Quebec Organizations, Model Students According To The CHRP

The Order of Certified Human Resources Professionals (CHRP) has published an HR portrait of Quebec's world of work by surveying companies in terms of leadership, culture and commitment, talent management and cost control. Here are the survey’s highlights.

The ‘HR Barometer’ study was conducted for the first time this year. “We had already conducted smaller reviews, on specific issues, but nothing this large,” says Alexandre Dumouchel, CHRA and spokesman for the Order.

Given the high response rates obtained from both employees and employers, the study is likely to return next year, says the spokesman.

Quebec employers and employees were polled on four major themes: leadership, culture, commitment to talent management and cost control.

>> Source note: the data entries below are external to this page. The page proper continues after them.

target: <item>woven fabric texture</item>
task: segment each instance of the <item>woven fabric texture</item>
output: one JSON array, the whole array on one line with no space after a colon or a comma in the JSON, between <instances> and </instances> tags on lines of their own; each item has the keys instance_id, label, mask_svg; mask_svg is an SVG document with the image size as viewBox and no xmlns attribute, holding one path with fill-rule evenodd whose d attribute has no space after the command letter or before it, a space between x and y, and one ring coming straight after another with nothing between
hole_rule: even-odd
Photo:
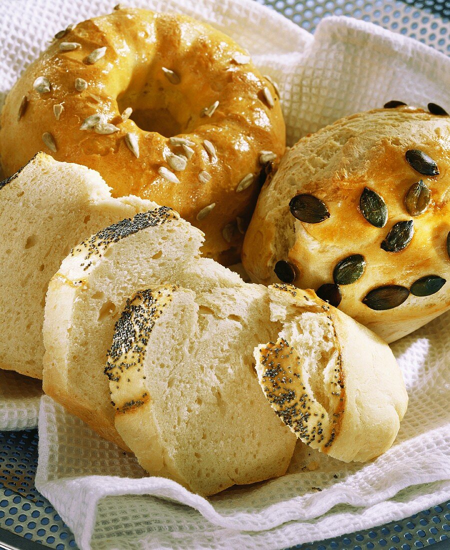
<instances>
[{"instance_id":1,"label":"woven fabric texture","mask_svg":"<svg viewBox=\"0 0 450 550\"><path fill-rule=\"evenodd\" d=\"M247 47L279 84L290 144L391 99L450 107L448 58L364 21L330 18L313 37L250 0L130 3L207 20ZM15 6L4 0L0 8L3 92L55 32L112 8L105 0L27 0L20 10ZM393 345L410 405L392 448L365 466L299 444L283 477L206 500L174 482L146 477L134 458L44 397L36 487L83 550L286 547L442 502L450 496L449 321L443 315Z\"/></svg>"}]
</instances>

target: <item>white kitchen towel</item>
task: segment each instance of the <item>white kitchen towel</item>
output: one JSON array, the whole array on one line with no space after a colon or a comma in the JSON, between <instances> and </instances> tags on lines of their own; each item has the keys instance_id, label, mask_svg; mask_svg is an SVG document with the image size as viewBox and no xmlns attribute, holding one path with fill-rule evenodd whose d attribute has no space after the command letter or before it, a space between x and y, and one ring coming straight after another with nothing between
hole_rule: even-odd
<instances>
[{"instance_id":1,"label":"white kitchen towel","mask_svg":"<svg viewBox=\"0 0 450 550\"><path fill-rule=\"evenodd\" d=\"M2 91L55 32L112 3L3 0ZM450 109L450 60L369 24L330 18L313 37L251 0L129 3L208 21L248 48L279 84L290 144L389 100ZM37 487L83 550L280 548L407 516L450 496L449 321L448 314L393 345L410 405L392 448L369 464L345 465L299 445L283 477L206 500L145 476L134 459L45 397Z\"/></svg>"}]
</instances>

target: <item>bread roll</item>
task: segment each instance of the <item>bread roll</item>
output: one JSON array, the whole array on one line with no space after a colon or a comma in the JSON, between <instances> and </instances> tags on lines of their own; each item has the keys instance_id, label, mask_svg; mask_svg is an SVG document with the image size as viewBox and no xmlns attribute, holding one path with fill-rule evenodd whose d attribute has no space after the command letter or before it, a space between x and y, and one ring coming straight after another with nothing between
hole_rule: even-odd
<instances>
[{"instance_id":1,"label":"bread roll","mask_svg":"<svg viewBox=\"0 0 450 550\"><path fill-rule=\"evenodd\" d=\"M252 280L314 289L389 342L443 313L449 144L448 116L408 107L301 139L263 188L246 234Z\"/></svg>"},{"instance_id":2,"label":"bread roll","mask_svg":"<svg viewBox=\"0 0 450 550\"><path fill-rule=\"evenodd\" d=\"M113 199L97 172L43 153L0 183L0 368L42 378L45 295L63 259L101 228L153 206Z\"/></svg>"},{"instance_id":3,"label":"bread roll","mask_svg":"<svg viewBox=\"0 0 450 550\"><path fill-rule=\"evenodd\" d=\"M283 329L255 358L277 414L304 443L345 462L387 450L408 405L389 346L311 290L275 284L268 293Z\"/></svg>"},{"instance_id":4,"label":"bread roll","mask_svg":"<svg viewBox=\"0 0 450 550\"><path fill-rule=\"evenodd\" d=\"M286 472L296 438L254 369L277 327L256 285L154 287L127 302L106 372L116 426L147 471L204 496Z\"/></svg>"},{"instance_id":5,"label":"bread roll","mask_svg":"<svg viewBox=\"0 0 450 550\"><path fill-rule=\"evenodd\" d=\"M167 207L102 230L76 246L48 287L43 389L102 437L127 448L114 426L103 375L114 323L138 290L171 282L207 290L243 284L199 258L203 234Z\"/></svg>"}]
</instances>

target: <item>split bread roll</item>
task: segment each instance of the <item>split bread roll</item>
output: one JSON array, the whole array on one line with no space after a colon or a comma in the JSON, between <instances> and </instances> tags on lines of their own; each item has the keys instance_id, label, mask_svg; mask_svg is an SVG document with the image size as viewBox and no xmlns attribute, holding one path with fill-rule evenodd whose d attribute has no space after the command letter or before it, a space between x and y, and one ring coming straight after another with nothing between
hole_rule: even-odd
<instances>
[{"instance_id":1,"label":"split bread roll","mask_svg":"<svg viewBox=\"0 0 450 550\"><path fill-rule=\"evenodd\" d=\"M269 316L256 285L155 287L127 302L106 372L116 426L151 475L207 496L285 473L296 438L254 369Z\"/></svg>"},{"instance_id":2,"label":"split bread roll","mask_svg":"<svg viewBox=\"0 0 450 550\"><path fill-rule=\"evenodd\" d=\"M43 153L0 183L0 368L42 378L51 278L84 238L154 206L113 199L97 172Z\"/></svg>"},{"instance_id":3,"label":"split bread roll","mask_svg":"<svg viewBox=\"0 0 450 550\"><path fill-rule=\"evenodd\" d=\"M312 288L388 342L445 312L449 144L448 116L404 106L302 138L258 199L242 257L251 280Z\"/></svg>"},{"instance_id":4,"label":"split bread roll","mask_svg":"<svg viewBox=\"0 0 450 550\"><path fill-rule=\"evenodd\" d=\"M199 257L203 239L203 233L174 211L158 207L75 246L50 281L43 324L44 391L123 448L103 370L114 323L127 299L168 282L205 291L244 284L237 274Z\"/></svg>"},{"instance_id":5,"label":"split bread roll","mask_svg":"<svg viewBox=\"0 0 450 550\"><path fill-rule=\"evenodd\" d=\"M276 341L255 350L258 378L277 414L304 443L345 462L387 450L408 394L391 349L311 290L268 287Z\"/></svg>"}]
</instances>

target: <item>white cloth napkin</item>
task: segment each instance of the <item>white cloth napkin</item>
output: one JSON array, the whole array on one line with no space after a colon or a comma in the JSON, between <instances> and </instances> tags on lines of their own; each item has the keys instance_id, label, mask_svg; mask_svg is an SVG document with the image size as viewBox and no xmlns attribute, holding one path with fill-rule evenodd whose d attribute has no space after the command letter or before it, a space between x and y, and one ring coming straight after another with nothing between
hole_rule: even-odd
<instances>
[{"instance_id":1,"label":"white cloth napkin","mask_svg":"<svg viewBox=\"0 0 450 550\"><path fill-rule=\"evenodd\" d=\"M53 34L111 11L113 3L3 0L2 91ZM313 37L251 0L130 3L208 21L248 48L279 82L289 144L392 99L450 108L448 58L362 21L330 18ZM134 458L44 397L36 486L83 550L281 548L405 517L450 497L449 321L450 314L442 316L392 346L409 408L392 449L365 466L299 445L283 477L207 500L146 477Z\"/></svg>"}]
</instances>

“To identify these topics, we used a mixed approach. We were inspired by the Quebec context, but also the priorities set out by the Conference Board of Canada,” explains Dumouchel.

Here are the results.

Strengths

Major surprise: Dumouchel said that the Order was pleased to learn that the culture and commitment components earned an A grade. The vast majority of employees (80%) are proud to work for their organizations, and 78% have “the feeling of contributing to the success of the organization,” states the study.

The leadership component received a B grade, which is also nice. However, the Order emphasizes that there is a weakness in employee recognition. And this comes from the organizations themselves: half of them feel they “do not show enough gratitude to their employees.”

“Recognition does not only mean giving out bonuses at the end of the year,” notes the human resources advisor. “There are other options: saying thank you, highlighting successes, praising an employee’s merits before the Board.”

Weaknesses

Quebec organizations have more difficulty with talent management and cost control, two components for which they received a C grade.

In fact, companies struggle to organize the succession of their businesses. The intention is there, but real action is not: only 40% of companies have defined a succession strategy and this percentage slipped below 25% in organizations with fewer than 100 employees.

Added to this is a communication problem. For when a company has a succession plan, 75% of employees do not. “Greater transparency, however, has its advantages,” says Alexandre Dumouchel. “It has been shown that an employee who is part of the succession plan is much less likely to resign.”

Since a high turnover rate directly affects cost control, the other weak point of the survey, organizations doubly benefit from tackling this issue head on.